UC Davis’s Dossett also sees herself as an educator and facilitator in helping patients on the path to healing. While it’s a partnership first and foremost, she says, the onus is ultimately on the patients to do the work. “Eighty percent of chronic disease is related to lifestyle factors,” she says. “By changing a few things—diet, physical activity, reducing stress, social support, sleep—you can dramatically impact your well-being.”
In an ideal world, all doctors would consider such factors and tailor treatment accordingly. But that’s just not the reality, Dossett says. “If you had a heart attack, you’d hope your cardiologist would address diet, stress and physical activity,” she says. “It doesn’t always happen, though it happens more than it did 10 years ago.”
But it would “absolutely” happen, she says, at an integrative physician’s office.
BENEFITS OF WHOLE-PERSON CARE—Beyond providing patients with more personalized care, research suggests whole-person health has the potential to yield other big benefits. In a review of 125 studies of whole-person care in the United States, published in June 2021 in the journal Medicina, the authors routinely found reports of improved clinical outcomes and patient experience—and, importantly, a reduction in costs and provider burnout.
But at the end of the day, maybe what matters most is that it’s meeting a human need, says Barbour.
Often, she says, patients seek her services because conventional treatments have failed or they don’t feel heard by their doctors—or both.
“People are craving a more customized approach to health care, and they’re seeking new options,” says Barbour. “The people, the community, more than ever are demanding it. There’s a great need out there.”
LOCAL OPTIONS FOR WHOLE-PERSON CARE
The good news?
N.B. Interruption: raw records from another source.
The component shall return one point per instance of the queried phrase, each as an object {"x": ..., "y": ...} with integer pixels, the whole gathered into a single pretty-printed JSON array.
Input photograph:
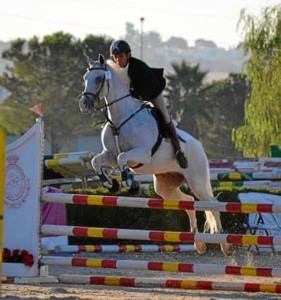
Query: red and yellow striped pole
[
  {"x": 154, "y": 203},
  {"x": 171, "y": 283},
  {"x": 2, "y": 192},
  {"x": 161, "y": 266},
  {"x": 163, "y": 236}
]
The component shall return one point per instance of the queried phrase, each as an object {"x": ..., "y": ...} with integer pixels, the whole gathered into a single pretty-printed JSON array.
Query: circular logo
[{"x": 17, "y": 185}]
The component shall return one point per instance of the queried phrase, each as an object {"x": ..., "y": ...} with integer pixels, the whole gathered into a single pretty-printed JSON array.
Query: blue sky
[{"x": 214, "y": 20}]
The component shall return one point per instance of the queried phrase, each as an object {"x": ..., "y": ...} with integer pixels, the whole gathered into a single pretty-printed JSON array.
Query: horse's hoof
[
  {"x": 134, "y": 188},
  {"x": 115, "y": 187},
  {"x": 227, "y": 249},
  {"x": 201, "y": 248}
]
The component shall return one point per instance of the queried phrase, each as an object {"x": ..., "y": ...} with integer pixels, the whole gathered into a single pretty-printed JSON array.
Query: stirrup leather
[{"x": 181, "y": 159}]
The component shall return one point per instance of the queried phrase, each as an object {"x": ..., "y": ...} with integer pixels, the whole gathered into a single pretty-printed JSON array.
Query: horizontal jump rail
[
  {"x": 167, "y": 236},
  {"x": 160, "y": 266},
  {"x": 170, "y": 283},
  {"x": 155, "y": 203},
  {"x": 121, "y": 248}
]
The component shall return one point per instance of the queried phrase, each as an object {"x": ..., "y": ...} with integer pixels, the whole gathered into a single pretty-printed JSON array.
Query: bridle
[
  {"x": 96, "y": 96},
  {"x": 91, "y": 97}
]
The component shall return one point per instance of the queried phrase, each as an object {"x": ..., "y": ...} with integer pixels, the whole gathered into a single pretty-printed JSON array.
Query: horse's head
[{"x": 95, "y": 84}]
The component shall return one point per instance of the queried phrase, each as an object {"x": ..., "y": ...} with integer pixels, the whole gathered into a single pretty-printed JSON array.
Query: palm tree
[{"x": 184, "y": 96}]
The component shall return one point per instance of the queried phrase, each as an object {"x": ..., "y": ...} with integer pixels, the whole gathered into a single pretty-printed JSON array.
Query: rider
[{"x": 146, "y": 84}]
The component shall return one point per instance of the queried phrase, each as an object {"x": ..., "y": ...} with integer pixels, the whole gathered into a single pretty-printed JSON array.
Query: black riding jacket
[{"x": 146, "y": 83}]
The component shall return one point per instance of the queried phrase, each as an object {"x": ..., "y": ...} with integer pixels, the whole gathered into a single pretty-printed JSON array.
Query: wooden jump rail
[
  {"x": 163, "y": 236},
  {"x": 161, "y": 266},
  {"x": 155, "y": 203}
]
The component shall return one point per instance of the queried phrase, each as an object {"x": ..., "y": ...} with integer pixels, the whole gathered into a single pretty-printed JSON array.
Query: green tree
[
  {"x": 183, "y": 94},
  {"x": 262, "y": 124},
  {"x": 48, "y": 72},
  {"x": 226, "y": 99}
]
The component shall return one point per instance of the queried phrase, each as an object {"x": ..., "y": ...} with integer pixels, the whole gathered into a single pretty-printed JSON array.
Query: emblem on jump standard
[{"x": 17, "y": 184}]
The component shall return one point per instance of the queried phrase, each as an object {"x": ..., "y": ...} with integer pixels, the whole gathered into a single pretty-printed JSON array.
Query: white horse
[{"x": 132, "y": 143}]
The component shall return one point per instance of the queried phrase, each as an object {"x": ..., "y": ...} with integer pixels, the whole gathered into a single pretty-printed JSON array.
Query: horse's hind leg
[
  {"x": 198, "y": 179},
  {"x": 102, "y": 163},
  {"x": 168, "y": 187}
]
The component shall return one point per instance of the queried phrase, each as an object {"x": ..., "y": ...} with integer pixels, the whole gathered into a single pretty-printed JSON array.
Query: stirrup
[{"x": 181, "y": 159}]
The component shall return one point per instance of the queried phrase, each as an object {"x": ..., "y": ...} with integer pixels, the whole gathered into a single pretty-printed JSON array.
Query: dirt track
[{"x": 71, "y": 292}]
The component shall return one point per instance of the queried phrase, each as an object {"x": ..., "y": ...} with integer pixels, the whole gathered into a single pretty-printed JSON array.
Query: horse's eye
[{"x": 98, "y": 80}]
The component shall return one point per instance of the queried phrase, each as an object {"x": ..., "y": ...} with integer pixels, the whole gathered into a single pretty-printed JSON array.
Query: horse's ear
[
  {"x": 101, "y": 59},
  {"x": 88, "y": 58}
]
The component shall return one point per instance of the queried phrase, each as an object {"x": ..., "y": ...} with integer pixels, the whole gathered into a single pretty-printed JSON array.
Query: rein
[{"x": 116, "y": 130}]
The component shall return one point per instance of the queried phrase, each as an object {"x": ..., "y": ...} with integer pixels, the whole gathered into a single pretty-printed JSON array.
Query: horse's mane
[{"x": 120, "y": 72}]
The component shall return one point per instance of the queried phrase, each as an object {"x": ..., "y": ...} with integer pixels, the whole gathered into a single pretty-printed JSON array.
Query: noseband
[{"x": 91, "y": 97}]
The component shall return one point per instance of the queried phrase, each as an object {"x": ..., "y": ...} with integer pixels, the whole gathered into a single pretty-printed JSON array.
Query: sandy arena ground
[{"x": 72, "y": 292}]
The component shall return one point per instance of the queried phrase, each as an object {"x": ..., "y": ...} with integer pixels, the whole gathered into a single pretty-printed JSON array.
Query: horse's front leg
[
  {"x": 132, "y": 158},
  {"x": 103, "y": 163}
]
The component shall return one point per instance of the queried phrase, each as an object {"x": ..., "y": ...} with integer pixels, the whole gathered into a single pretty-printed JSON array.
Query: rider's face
[{"x": 121, "y": 59}]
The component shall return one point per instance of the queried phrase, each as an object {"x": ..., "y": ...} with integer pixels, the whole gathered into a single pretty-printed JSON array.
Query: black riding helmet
[{"x": 119, "y": 46}]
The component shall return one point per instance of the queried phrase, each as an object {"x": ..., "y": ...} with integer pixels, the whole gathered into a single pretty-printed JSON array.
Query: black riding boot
[{"x": 181, "y": 159}]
Locals seeking whole-person care in the form of integrative medicine and complementary treatments can easily find it, whether from a holistic doctor in private practice (we’ve got many) or one of the region’s “big four” medical groups.
In the Sacramento region, Sutter Health was the first to open dedicated integrative medicine clinics (in Roseville and Sacramento), part of its Institute for Health & Healing, founded in 1994. Last year, UC Davis Health unveiled its own new Integrative Medicine Clinic, located at its Point West Clinic in Sacramento. At Sutter and UC Davis clinics, teams of integrative medicine experts offer a mix of evidence-based conventional and complementary therapies and a personalized approach.
Dignity Health and Kaiser Permanente also offer complementary care services. At Kaiser, the list includes acupuncture and chiropractic (coverage is dependent on the member’s health plan), classes in mindfulness and meditation, and a plethora of podcasts, guided imagery programs and more, on its website and app. Dignity Health’s approach to holistic medicine includes palliative and spiritual care (including professional chaplains) and a range of supports for chronic-care patients.